Who knew two nonverbal rocks had so much to say?

I don’t remember the last time I said, “I love you” to my parents. In fact, I don’t think they’ve said that to me much either in the 30-something years of my existence.

For a Chinese Singaporean family, this is hardly out of the ordinary. Our affection for each other is mostly communicated through sharing food at mealtimes or through questions about how work has been.

But there’s another way that my parents—and grandparents, aunties, and uncles, for that matter—express affection for me: through biting, negatively framed opinions that hit you like a punch in the gut.
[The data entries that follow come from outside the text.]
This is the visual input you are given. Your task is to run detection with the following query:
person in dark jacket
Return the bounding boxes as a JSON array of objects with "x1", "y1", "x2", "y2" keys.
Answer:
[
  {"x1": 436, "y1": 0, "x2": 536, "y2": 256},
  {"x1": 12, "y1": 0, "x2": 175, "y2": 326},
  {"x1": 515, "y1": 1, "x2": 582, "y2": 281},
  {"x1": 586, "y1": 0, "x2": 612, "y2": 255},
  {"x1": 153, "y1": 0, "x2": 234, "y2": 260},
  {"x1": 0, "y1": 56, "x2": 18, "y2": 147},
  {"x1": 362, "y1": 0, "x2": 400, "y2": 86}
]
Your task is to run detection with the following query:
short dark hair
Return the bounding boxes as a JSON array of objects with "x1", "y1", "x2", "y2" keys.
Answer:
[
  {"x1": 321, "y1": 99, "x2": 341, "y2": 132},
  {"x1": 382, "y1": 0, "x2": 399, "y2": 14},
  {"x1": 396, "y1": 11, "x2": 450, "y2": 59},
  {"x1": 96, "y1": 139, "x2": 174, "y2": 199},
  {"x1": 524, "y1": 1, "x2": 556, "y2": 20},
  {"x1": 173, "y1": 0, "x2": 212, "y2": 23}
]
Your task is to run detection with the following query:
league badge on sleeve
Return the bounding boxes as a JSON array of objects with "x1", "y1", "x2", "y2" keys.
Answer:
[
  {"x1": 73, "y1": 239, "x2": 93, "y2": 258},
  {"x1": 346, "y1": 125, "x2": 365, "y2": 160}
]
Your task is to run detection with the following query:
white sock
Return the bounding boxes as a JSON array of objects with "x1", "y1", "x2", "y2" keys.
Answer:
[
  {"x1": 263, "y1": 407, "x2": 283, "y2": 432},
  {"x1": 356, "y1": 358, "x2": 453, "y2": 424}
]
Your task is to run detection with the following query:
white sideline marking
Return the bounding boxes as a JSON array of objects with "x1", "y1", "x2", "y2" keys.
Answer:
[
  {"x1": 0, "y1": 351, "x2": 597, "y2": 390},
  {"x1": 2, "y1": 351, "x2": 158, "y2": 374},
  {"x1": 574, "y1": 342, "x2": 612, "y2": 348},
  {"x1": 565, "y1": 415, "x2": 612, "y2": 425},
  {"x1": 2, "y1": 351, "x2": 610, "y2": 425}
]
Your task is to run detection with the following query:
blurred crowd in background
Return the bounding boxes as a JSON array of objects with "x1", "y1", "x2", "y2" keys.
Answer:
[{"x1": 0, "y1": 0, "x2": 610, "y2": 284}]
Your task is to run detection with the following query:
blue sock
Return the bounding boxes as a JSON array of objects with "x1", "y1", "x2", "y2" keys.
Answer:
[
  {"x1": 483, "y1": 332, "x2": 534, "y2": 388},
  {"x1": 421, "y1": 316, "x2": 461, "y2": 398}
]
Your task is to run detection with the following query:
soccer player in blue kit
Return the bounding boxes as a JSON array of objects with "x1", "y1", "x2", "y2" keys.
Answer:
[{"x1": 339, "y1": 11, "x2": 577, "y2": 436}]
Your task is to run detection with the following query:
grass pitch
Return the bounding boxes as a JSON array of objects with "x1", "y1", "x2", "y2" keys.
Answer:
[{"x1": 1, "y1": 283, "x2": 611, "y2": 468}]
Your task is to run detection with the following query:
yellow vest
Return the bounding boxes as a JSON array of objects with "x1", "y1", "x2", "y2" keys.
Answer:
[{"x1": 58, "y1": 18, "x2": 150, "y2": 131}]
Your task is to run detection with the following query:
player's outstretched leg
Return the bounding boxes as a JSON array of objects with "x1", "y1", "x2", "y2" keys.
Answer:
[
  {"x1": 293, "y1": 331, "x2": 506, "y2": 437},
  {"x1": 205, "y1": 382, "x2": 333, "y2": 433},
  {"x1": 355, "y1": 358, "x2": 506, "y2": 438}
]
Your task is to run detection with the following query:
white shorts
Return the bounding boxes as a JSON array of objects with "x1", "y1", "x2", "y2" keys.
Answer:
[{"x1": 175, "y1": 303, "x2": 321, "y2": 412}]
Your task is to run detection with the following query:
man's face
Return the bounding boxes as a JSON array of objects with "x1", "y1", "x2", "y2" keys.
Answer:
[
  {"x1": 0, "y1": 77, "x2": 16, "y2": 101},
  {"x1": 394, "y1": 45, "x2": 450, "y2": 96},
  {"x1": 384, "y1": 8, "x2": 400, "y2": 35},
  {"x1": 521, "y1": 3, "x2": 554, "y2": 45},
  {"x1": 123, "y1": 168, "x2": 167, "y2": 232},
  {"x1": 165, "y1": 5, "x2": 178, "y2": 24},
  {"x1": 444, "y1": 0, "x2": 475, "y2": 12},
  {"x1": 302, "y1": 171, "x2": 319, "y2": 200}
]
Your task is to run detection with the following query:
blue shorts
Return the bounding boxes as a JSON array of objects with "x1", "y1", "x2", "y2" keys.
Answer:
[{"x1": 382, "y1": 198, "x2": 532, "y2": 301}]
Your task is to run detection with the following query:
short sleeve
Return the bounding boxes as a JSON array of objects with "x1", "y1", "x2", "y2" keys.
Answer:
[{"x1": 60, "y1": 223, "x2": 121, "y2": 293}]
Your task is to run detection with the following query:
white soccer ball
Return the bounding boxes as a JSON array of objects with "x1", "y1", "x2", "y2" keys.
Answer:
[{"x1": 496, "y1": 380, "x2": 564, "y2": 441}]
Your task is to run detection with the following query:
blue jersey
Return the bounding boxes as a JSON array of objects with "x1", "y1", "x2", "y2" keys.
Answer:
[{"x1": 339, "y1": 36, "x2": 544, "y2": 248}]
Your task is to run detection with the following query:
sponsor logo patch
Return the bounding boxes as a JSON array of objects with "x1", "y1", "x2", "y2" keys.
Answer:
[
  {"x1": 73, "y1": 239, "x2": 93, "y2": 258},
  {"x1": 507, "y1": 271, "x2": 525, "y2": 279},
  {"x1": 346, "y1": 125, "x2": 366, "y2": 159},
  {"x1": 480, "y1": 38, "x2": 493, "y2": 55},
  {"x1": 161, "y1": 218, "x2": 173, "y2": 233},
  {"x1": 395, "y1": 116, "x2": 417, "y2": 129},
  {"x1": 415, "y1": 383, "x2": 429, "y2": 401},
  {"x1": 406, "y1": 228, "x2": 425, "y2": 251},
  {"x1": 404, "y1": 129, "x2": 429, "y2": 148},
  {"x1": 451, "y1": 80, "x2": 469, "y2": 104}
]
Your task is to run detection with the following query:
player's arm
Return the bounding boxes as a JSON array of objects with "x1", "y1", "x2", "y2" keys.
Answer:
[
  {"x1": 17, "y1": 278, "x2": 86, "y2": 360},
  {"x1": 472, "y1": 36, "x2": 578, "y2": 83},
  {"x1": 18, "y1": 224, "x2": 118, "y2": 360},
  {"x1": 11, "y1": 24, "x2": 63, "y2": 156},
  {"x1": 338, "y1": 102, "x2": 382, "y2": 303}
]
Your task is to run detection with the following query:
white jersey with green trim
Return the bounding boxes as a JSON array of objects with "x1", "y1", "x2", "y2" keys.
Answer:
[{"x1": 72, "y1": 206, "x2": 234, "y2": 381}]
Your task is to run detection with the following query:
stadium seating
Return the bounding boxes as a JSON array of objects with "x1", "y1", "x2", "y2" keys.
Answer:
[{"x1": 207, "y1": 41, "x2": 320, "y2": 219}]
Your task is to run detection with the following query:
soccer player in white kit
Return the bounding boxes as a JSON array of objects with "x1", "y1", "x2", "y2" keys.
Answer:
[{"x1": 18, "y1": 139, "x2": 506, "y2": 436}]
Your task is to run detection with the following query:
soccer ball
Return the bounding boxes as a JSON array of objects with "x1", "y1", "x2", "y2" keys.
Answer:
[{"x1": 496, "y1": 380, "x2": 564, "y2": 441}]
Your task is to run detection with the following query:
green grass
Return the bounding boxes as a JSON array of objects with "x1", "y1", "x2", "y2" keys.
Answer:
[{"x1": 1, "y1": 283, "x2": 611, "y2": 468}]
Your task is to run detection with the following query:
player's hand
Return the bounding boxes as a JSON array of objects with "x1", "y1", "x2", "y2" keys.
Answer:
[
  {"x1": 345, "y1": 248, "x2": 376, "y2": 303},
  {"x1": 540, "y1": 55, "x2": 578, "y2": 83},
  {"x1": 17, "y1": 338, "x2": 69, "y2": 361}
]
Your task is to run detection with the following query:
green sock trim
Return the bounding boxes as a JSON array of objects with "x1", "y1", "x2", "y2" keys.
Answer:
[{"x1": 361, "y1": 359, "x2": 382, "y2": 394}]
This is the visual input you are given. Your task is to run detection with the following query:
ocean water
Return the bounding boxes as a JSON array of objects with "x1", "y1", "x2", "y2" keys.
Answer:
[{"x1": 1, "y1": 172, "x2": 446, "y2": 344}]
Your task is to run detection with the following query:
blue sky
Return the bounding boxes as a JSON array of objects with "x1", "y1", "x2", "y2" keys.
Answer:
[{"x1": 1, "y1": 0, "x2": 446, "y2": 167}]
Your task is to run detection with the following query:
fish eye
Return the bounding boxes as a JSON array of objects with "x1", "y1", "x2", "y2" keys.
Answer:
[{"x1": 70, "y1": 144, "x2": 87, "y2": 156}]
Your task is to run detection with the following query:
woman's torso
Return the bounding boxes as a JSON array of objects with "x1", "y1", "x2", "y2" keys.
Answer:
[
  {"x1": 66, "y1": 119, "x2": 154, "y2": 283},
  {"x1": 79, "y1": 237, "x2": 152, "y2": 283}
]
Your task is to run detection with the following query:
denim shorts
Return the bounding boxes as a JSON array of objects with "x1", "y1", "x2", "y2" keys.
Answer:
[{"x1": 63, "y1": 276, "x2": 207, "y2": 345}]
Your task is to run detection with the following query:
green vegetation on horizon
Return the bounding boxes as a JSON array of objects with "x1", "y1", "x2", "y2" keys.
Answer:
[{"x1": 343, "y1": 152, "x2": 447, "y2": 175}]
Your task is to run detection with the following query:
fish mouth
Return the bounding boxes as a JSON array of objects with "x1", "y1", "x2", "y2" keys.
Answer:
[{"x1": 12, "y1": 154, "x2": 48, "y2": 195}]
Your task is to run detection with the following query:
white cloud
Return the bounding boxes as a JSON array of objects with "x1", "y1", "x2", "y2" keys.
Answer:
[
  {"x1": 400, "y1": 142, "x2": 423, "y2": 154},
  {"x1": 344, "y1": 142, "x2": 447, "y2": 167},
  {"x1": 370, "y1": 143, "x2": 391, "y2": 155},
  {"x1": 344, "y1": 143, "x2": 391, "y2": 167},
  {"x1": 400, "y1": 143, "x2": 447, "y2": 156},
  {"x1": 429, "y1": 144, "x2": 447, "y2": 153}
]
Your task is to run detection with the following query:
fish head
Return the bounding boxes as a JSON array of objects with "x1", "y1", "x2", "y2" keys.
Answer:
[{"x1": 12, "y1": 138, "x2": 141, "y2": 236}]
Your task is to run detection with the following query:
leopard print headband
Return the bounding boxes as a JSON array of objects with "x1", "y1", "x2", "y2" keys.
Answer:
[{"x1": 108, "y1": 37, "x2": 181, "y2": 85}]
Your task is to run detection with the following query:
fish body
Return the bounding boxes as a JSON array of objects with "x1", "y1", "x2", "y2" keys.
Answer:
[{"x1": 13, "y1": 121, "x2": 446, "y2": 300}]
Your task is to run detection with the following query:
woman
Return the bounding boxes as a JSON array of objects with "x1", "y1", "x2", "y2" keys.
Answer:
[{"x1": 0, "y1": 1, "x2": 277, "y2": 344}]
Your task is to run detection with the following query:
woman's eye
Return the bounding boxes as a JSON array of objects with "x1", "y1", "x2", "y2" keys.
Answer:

You’ve got more white hair now. You put on weight. You look so tired. (There’s also the all-encompassing “Aiyoh!” which usually conveys a mix of disappointment, disapproval, worry, and concern all at the same time.)

That is why, when watching Everything Everywhere All at Once at home one Friday evening, I cringe-laughed when the protagonist Evelyn Wang blurts this line out to her daughter Joy early in the film: “You have to try and eat healthier. You are getting fat.”

Such judgmental comments have become a tried-and-true method of communicating care and concern, bypassing anything gushy or sentimental. To be clear, this is not a condoning of verbal abuse, which exerts manipulative control over another. I speak of the pessimistic, unsympathetic sentiments that often color speech in a Chinese family.

Over the years, I’ve deflected remarks like these by laughing or shrugging them off rather than allowing them to take root. As I tell my husband when similar phrases roll off my tongue, these are simply words of “endearment.”